O jovem inspetor rasgou demonstrativamente a carteira de motorista da jovem, zombou dela e insinuou abertamente que tudo poderia ser “resolvido”, certo do próprio poder, até que ela calmamente tirou outro documento do porta-luvas 😨😱
O calor na rodovia M-06 era tão intenso que o asfalto parecia derreter diante dos olhos. O ar tremulava, dentro do carro novo de Liza reinava um abafamento empoeirado, e até o ar-condicionado já havia desistido há muito tempo. Liza dirigia tranquilamente, seguindo rigorosamente as regras, sem ultrapassar sequer um quilômetro do limite.
E foi exatamente nesse momento que uma luz azul piscou no retrovisor.
— Só faltava essa… — murmurou ela, encostando no acostamento.
A viatura se aproximou demais, quase colada. A porta bateu, e um jovem inspetor se dirigiu até a janela dela. O uniforme caía perfeitamente, o rosto era bem cuidado, e nos lábios havia um sorriso arrogante e entediado.
— Documentos, — disse ele secamente, sem sequer cumprimentar.
Liza baixou o vidro e lhe entregou em silêncio o passaporte e a carteira de motorista. O inspetor pegou os documentos e os folheou lentamente, como se estivesse deliberadamente ganhando tempo. Depois levantou os olhos e sorriu com desdém.
— Um carro desses e tão jovem assim? — arrastou as palavras. — Vai aonde, à padaria por necessidade de serviço?
— Estou a caminho de compromissos, — respondeu Liza com calma. — E não houve nenhuma infração.
Ele bufou, voltou a olhar os documentos e começou a fazer comentários sarcásticos: sobre a idade, sobre “mulheres ao volante”, sobre como certas pessoas deveriam ficar em casa em vez de dirigir nas estradas. Depois lançou o olhar sobre o carro.
— Ou alguém te deu isso de presente? — sorriu com malícia. — Um amante, talvez. Para um carro desses, imagino que tenha sido preciso se esforçar bastante.
Liza apertou os dedos no volante, mas permaneceu em silêncio.
O inspetor começou a anotar infrações inexistentes, insinuando que “tudo poderia ser resolvido ali mesmo”. Quando ela disse claramente que não pagaria, a expressão dele mudou de repente.
— Então não entendemos do jeito fácil, — rosnou.
Ele tirou a carteira de motorista do estojo plástico, mostrou-a de forma ostensiva e, de repente, rasgou-a com força em duas partes. Ouviu-se um estalo seco. Dois pedaços caíram diretamente sobre o asfalto escaldante.

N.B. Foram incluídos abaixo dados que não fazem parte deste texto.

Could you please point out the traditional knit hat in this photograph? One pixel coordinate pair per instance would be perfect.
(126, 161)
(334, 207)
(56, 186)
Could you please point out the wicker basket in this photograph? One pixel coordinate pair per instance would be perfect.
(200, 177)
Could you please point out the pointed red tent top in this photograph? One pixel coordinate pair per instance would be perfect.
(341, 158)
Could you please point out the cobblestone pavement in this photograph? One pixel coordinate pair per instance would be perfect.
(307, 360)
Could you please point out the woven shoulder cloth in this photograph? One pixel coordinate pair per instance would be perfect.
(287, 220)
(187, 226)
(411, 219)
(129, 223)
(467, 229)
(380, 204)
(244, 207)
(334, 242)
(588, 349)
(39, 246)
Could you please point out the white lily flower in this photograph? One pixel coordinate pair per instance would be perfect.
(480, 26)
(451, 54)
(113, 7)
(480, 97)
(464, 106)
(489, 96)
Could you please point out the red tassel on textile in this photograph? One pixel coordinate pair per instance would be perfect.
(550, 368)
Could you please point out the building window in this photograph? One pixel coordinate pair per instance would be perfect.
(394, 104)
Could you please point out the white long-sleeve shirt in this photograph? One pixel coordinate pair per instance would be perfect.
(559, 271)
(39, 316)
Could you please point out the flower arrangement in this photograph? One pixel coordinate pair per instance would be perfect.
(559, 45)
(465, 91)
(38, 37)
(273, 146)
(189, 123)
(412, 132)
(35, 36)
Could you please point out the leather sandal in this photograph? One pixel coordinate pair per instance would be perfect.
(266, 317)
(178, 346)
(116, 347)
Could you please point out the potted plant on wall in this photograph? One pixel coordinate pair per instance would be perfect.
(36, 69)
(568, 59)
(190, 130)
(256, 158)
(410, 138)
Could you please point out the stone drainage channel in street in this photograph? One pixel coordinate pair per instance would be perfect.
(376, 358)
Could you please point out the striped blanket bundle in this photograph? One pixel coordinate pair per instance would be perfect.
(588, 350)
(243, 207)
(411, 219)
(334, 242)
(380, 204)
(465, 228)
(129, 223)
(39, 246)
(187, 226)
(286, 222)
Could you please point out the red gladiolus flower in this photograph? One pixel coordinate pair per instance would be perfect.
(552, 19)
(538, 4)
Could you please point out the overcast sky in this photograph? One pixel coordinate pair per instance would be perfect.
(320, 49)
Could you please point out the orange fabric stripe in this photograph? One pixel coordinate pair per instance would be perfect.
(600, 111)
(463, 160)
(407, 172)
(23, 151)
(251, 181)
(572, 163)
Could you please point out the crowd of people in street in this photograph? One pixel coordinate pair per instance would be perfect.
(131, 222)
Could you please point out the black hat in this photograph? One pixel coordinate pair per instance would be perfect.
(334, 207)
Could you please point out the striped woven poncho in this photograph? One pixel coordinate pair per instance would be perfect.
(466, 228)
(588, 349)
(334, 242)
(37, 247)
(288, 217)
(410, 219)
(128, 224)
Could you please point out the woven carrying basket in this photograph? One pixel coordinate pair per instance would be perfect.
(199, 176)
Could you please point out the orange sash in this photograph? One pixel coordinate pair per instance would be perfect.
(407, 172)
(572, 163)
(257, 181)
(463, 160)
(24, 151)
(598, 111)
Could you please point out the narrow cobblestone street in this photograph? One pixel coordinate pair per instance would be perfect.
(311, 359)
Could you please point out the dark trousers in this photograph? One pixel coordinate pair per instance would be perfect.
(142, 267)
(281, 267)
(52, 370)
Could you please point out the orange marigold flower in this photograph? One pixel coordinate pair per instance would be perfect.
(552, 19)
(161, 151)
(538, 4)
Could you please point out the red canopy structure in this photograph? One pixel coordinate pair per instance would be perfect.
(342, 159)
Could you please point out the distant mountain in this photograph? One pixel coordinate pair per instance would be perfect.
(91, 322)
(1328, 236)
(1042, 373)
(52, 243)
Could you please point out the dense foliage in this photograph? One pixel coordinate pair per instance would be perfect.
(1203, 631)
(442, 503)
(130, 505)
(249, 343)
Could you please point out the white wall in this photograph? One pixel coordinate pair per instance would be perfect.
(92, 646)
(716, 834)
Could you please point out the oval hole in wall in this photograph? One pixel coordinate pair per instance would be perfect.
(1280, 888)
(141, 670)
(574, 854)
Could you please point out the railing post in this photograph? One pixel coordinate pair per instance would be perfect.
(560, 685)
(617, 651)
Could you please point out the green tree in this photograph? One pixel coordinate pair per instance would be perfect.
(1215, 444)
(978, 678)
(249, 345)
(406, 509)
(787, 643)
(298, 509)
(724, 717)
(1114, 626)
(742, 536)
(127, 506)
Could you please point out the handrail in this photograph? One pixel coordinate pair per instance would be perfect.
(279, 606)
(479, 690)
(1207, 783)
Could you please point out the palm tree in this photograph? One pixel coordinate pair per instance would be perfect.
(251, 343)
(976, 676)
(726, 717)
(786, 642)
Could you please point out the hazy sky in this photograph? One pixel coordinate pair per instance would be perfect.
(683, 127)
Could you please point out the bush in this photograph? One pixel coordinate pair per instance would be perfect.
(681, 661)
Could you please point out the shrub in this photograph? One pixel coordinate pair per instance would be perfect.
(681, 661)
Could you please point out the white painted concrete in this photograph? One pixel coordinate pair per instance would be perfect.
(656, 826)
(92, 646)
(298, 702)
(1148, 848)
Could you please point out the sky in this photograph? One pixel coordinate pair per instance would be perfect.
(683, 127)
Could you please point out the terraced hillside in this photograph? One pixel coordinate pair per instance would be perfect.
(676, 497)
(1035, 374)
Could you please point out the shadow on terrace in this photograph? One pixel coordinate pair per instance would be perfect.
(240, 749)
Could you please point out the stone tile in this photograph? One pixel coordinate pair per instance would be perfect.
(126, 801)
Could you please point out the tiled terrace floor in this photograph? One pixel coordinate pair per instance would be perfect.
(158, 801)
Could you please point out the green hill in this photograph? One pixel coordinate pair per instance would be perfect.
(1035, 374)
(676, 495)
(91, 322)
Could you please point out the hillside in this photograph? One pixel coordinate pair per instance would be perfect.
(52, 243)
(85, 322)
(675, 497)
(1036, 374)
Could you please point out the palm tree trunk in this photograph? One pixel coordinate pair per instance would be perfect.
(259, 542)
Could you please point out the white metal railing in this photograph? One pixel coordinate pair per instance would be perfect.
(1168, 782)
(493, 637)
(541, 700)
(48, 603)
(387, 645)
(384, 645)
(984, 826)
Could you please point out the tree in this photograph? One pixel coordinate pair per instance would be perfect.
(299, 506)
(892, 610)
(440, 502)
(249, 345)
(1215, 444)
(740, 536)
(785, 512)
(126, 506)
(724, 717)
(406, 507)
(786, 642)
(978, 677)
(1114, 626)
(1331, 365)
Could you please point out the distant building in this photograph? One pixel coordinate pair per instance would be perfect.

— Pronto, — disse satisfeito, rindo. — Agora vai a pé.
A risada era alta e presunçosa. O inspetor saboreava o momento, certo de que diante dele estava uma mulher humilhada e destruída, que iria chorar ou implorar.
Mas Liza não gritou nem chorou.
Ela inspirou lentamente, desviou o olhar dos pedaços na estrada e, com calma, estendeu a mão até o porta-luvas.
— O que você está fazendo? — perguntou ele com deboche.
— Já vai ver, — respondeu ela em voz baixa.
Liza abriu o porta-luvas e tirou outro documento. 😨😱 A continuação da história pode ser encontrada no primeiro comentário 👇👇
Liza retirou lentamente do porta-luvas um documento vermelho-escuro e o entregou ao inspetor.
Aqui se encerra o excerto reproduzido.